Metro, 4 novembre 2013 :

Les vacances scolaires n’auront pas enterré l’affaire Leonarda puisque, plusieurs représentants syndicaux d’étudiants (SGL, UNEL, UNEF et JC) se sont donné rendez-vous mardi à Lille à 11h30, porte de Paris. Ils comptent dénoncer les expulsions des étudiants en situation irrégulière mais aussi rejoindre la mobilisation créée suite aux expulsions de campements de Roms sur la métropole lilloise.

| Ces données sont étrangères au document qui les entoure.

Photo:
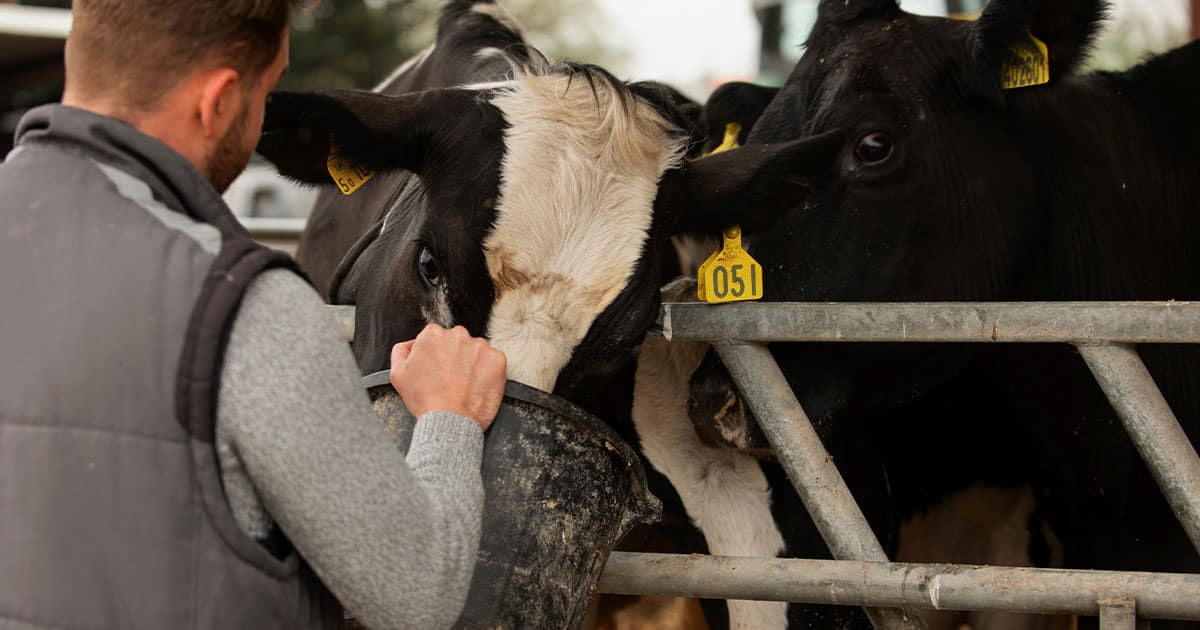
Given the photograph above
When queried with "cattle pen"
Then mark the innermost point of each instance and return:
(1105, 335)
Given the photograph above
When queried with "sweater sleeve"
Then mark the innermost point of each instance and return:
(394, 540)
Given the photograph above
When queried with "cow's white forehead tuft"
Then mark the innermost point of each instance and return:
(499, 15)
(581, 172)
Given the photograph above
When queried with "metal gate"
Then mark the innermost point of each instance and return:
(1105, 335)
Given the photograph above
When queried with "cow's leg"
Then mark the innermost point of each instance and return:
(724, 492)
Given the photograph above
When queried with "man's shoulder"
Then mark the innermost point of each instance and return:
(47, 178)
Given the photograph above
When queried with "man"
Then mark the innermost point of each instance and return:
(184, 441)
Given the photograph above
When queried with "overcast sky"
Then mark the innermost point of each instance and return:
(697, 43)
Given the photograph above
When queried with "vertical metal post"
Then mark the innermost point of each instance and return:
(808, 465)
(1119, 616)
(1153, 427)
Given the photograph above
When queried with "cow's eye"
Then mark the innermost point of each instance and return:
(874, 148)
(427, 267)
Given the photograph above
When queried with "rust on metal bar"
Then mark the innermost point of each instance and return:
(1119, 615)
(1153, 427)
(936, 322)
(953, 587)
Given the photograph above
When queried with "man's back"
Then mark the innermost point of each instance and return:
(108, 474)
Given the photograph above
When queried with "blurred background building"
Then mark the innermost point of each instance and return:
(694, 45)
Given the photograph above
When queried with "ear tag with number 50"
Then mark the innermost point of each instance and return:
(730, 275)
(348, 175)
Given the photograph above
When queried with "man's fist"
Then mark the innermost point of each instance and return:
(449, 371)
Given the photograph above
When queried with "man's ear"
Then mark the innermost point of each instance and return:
(220, 102)
(751, 186)
(371, 130)
(735, 103)
(1066, 27)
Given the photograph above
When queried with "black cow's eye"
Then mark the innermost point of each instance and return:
(874, 148)
(427, 267)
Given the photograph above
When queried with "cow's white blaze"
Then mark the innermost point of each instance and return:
(499, 15)
(414, 61)
(725, 492)
(577, 187)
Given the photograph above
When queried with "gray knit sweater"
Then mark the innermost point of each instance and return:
(299, 445)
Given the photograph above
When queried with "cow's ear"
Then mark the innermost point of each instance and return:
(373, 131)
(735, 103)
(1066, 27)
(751, 186)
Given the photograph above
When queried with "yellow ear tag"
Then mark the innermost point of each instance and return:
(731, 139)
(730, 275)
(348, 175)
(1026, 64)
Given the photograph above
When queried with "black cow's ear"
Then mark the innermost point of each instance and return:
(751, 186)
(371, 130)
(1066, 27)
(735, 103)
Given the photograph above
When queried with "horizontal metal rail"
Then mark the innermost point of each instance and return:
(935, 322)
(274, 228)
(931, 322)
(952, 587)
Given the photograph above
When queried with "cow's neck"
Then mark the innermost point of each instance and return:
(1115, 156)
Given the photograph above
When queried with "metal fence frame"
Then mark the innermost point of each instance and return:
(1104, 334)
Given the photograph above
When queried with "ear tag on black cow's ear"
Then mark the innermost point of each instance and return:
(348, 175)
(730, 275)
(731, 139)
(1026, 64)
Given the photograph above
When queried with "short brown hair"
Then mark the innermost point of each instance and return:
(136, 51)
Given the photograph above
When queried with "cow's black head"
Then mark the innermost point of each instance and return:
(539, 211)
(930, 195)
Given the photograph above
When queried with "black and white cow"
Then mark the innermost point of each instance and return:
(529, 202)
(947, 187)
(526, 201)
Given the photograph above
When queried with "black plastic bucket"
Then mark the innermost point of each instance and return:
(561, 491)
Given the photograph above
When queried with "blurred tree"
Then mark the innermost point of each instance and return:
(355, 43)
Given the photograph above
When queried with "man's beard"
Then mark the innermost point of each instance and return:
(229, 159)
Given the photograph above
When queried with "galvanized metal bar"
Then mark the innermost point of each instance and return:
(808, 463)
(900, 585)
(343, 318)
(1153, 427)
(939, 322)
(1119, 615)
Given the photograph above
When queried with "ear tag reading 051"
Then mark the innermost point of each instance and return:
(730, 275)
(1026, 64)
(348, 175)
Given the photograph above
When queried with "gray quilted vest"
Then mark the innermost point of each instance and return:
(120, 273)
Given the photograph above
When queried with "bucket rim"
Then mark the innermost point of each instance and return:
(647, 504)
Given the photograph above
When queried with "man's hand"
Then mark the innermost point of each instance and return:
(449, 371)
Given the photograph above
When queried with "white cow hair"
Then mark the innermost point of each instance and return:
(725, 492)
(413, 63)
(577, 186)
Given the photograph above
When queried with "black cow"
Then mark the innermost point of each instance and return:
(947, 186)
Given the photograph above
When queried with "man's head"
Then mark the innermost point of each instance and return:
(193, 75)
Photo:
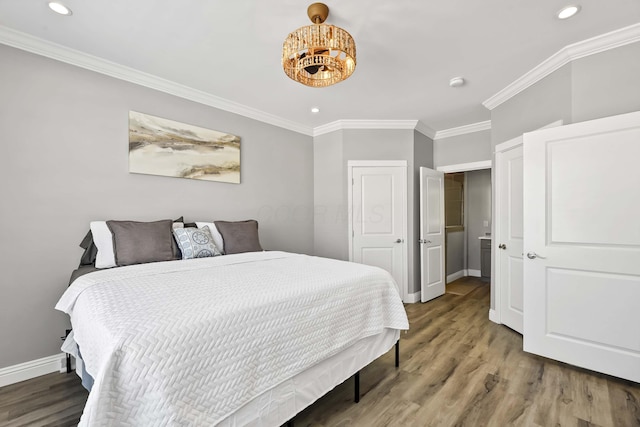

Il y a une semaine 250 Roms étaient évacués du camp de Lille 1. Ils avaient alors décidé d’occuper la Bourse du travail à Fives avant qu’une partie d’entre eux ne soit délogée. Une première manifestation avait déjà eu lieu devant la préfecture. Les syndicats étaient même reçus mercredi par la mairie de Lille. Mais aucune solution n’a été trouvée.

Pas de solution de relogement

Pourtant l’hiver approche. La trêve des expulsions locative est entrée en vigueur jeudi, mais celle-ci ne les concerne pas. Dépossédées de leurs caravanes, les familles Roms expulsées de Villeneuve d’Ascq n’ont nulle part où aller. « Ils peuvent les récupérer en fourrière mais moyennant finance et en présentant un acte de propriété, c’est ridicule. Ils n’ont plus rien et se retrouvent à la rue alors qu’il pleut et qu’il vente, et parmi ces familles, il y a des enfants et des femmes enceintes », lance le père Arthur, défenseur des Roms sur la métropole lilloise.

Pierre de Saintignon, premier adjoint au maire de Lille, se dit en colère sur France 3 : « Je n’accepte pas la façon dont le ministre de l’intérieur, Manuel Valls, a fait évacuer ce camp sans solution de relogement. C’est comme cela que nous arrivons à des situations problématiques. Il y a une circulaire qui précise les conditions d’évacuation, manifestement celle-ci n’a pas été appliquée. »

Un élan de solidarité « syndicale »

Une centaine de Roms dorment toujours à la Bourse du travail. « Ils occupent deux pièces et dorment les uns contre les autres, témoigne père Arthur. Je suis fier des militants syndicalistes qui ont pris fait et cause pour eux. »

L’intersyndicale (CFDT, CFE-CGC, CGT, FO, FSU, Solidaires et UNSA) dénonce, dans son communiqué du week-end, « une crise humanitaire » et exige une table ronde immédiate avec le préfet, le procureur, le Conseil général et la mairie. Elle réclame également  » une évaluation globale de la situation sanitaire et sociale des 50 enfants et de leur famille actuellement accueillis à la Bourse du travail, par les services de l’aide sociale à l’enfance ». Les syndicats seront donc mardi dans la rue aux côtés des Roms et des étudiants.